Un haut responsable des forces de l’ordre a déclaré que d’autres personnes du département disposaient effectivement des renseignements, mais qu’ils auraient clairement dû être diffusés plus largement. Le porte-parole de la police du Capitole a contesté l’allégation selon laquelle Pittman a menti au Congrès et a fait remarquer que le département a modifié ses pratiques internes et externes de partage des renseignements à la suite de l’attaque.

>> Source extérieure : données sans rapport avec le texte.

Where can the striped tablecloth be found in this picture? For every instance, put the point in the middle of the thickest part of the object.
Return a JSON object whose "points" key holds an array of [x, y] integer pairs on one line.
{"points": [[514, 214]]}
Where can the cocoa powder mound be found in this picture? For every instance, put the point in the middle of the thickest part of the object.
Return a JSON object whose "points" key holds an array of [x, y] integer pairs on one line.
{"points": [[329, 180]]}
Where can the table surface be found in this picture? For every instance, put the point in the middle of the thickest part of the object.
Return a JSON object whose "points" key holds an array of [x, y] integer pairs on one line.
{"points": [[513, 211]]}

Cependant, le rapport en question n’était pas le seul élément de renseignement clé qui n’a pas atteint les bonnes personnes au sein du département, selon le dénonciateur. Gallagher et Pittman disposaient également d’informations montrant que les groupes ayant reçu des autorisations pour organiser des événements autour du Capitole le 6 janvier étaient tous des opérations de façade pour « Stop the Steal » (« Arrêtez le vol [des élections], NdT), écrit le dénonciateur.
« Stop the Steal » était un mouvement promouvant la théorie du complot selon laquelle des forces infâmes ont volé l’élection à Trump. Les organisateurs du mouvement ont fait la promotion d’un rassemblement sur le National Mall qui a précédé l’attaque du Capitole.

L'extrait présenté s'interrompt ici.